The idea that the economy and the financial markets are closely connected, and that each offers clues for projecting the other, is no spring chicken. Nearly a century ago, for instance, William Hamilton outlined the case for a stock market index as a “soulless barometer” as a measure of the broad trend. Analysts have long since taken up the challenge and delivered any number of benchmarks that seek to quantify the link between macro and markets. And now there’s one more: The Capital Spectator Macro-Markets Risk Index (MMRI), a simple measure of fluctuations in four critical markets: equities, the Treasury yield spread, the credit spread, and oil prices.
Regular readers will recognize that MMRI is a subset of the indicators in The Capital Spectator Economic Trend & Momentum indices (CS-ETI and CS-EMI), a pair benchmarks that track the economy’s broad trend for signs of major turning points in the business cycle. Why launch an indicator that’s currently captured in an existing set of benchmarks? Several reasons.
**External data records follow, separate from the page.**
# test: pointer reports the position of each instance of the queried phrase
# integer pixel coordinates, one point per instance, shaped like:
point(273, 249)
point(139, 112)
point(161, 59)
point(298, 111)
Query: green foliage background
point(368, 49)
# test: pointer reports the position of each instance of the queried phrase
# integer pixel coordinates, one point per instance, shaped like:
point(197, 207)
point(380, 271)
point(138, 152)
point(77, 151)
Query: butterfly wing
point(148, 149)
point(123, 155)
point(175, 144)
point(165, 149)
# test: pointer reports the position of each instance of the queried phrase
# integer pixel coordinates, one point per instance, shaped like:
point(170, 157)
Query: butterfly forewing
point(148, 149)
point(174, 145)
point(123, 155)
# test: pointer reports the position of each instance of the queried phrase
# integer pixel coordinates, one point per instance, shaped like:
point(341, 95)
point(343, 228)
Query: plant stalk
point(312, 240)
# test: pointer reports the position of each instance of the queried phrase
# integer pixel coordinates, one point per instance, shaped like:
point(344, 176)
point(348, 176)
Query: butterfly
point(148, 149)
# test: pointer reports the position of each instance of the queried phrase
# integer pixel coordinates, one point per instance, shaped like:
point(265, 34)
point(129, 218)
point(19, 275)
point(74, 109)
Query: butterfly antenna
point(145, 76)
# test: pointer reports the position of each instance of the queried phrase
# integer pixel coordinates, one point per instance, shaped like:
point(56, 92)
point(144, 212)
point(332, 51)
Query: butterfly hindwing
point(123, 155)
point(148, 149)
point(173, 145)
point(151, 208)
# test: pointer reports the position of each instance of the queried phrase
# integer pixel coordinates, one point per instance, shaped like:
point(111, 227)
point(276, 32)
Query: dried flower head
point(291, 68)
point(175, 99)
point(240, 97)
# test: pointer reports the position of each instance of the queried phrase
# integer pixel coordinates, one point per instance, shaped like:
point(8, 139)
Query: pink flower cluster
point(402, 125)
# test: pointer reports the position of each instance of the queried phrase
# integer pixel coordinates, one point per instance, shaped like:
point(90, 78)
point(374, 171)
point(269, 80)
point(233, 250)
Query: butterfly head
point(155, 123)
First, one of the incentives for using markets data is the timeliness aspect. Because equity, bond, and oil prices are available in real time, with continuous updates, prices have an edge over conventional economic statistics, which are published with a lag of a month or more. Markets data, of course, is also immune to revisions, which also bedevils economic numbers. What you see is what you get, when you look at financial and commodity prices.
For those reasons, along with the fact that markets data provides valuable information on the crowd’s macro outlook, it’s essential to consider equity, bond and oil prices for evaluating the broad economic trend. That’s why this information is included in CS-ETI and CS-EMI. The problem, of course, is that both of those indicators reflect monthly data. That’s the nature of the beast, since the economic reports arrive monthly; the markets data is adjusted to fit that schedule to favor an apples-to-apples comparison in CS-ETI and CS-EMI. Nonetheless, we may be leaving valuable information on the table by waiting for a monthly review of markets. MMRI tries to address that issue by offering a supplement to the monthly information in CS-ETI and CS-EMI.
I use daily data to calculate MMRI, and I’ll post updates here periodically, especially when the index has made relatively dramatic moves. What should we be looking for? History offers some guidance. Here’s how MMRI compares on a daily basis since August 2007:
Note the deterioration–below the 0% mark–in the months preceding the onset of the Great Recession, as indicated by the gray bar. Note too that MMRI fell below 0% in late-2011 without the arrival of recession. That’s a reminder that Mr. Market’s macro forecasts, so to speak, aren’t flawless. Sometimes prices appear to be anticipating trouble in the business cycle only to find that growth in the broad trend survives. You can’t count on any one variable for assessing economic risk, a caveat that also applies to a mix of markets data. That’s why it’s critical to aggregate a carefully selected sample of macro and markets indicators for a more diversified effort at tracking the business cycle, which is the underlying logic behind CS-ETI and CS-EMI.
Nonetheless, we should still monitor the market signals separately, albeit with a measure of skepticism. If the crowd becomes unusually anxious about the future, that’s valuable information. We can’t rely on this information in a vacuum, but neither should we ignore it. The challenge, then, is creating an index that aggregates the market signals, which is the goal of MMRI. But it should be read in context with CS-ETI and CS-EMI.
The design of MMRI is quite simple. For the stock market, MMRI tracks the 250-day percentage change of the S&P 500 (a 250-trading day period approximates the one-year change used in most indicators in CS-ETI and CS-EMI). Higher equity prices, of course, equate with stronger optimism generally. The proxy for the credit spread is the BofA Merrill Lynch US High Yield Master II Option-Adjusted Spread, which is used in terms of its inverted 250-day change. The intuition here is that when the spread in junk yields rises over Treasuries, the change reflects market anxiety as it relates to the economy. The Treasury yield curve is also included, with no transformation. The curve is defined as the 10-year Treasury yield less the yield on a 3-month T-bill, and taken at face value each day. The idea here is that when the curve inverts, that’s a dark sign for the economy. Finally, oil prices are proxied via the iPath S&P GSCI Crude Oil Total Return Index ETN (OIL), which is considered in terms of its inverted 250-day change to reflect the assumption that higher energy prices at some point are detrimental for the economy. The four inputs are averaged on a daily basis, with MMRI as the result.
On that noted, here’s how MMRI stacks up so far this year, through March 8:
For the moment, the market’s outlook appears relatively upbeat. MMRI has recently been rising and remains well above the critical 0% mark. The four horsemen of the markets, one could say, are convinced that the cyclical gods have been sated… for now. That view is subject to reassessment on a continual basis, of course. When will the market’s broad signal change and signal distress? No one knows, of course, but when the markets anticipate a darker future, MMRI will be falling and break below zero.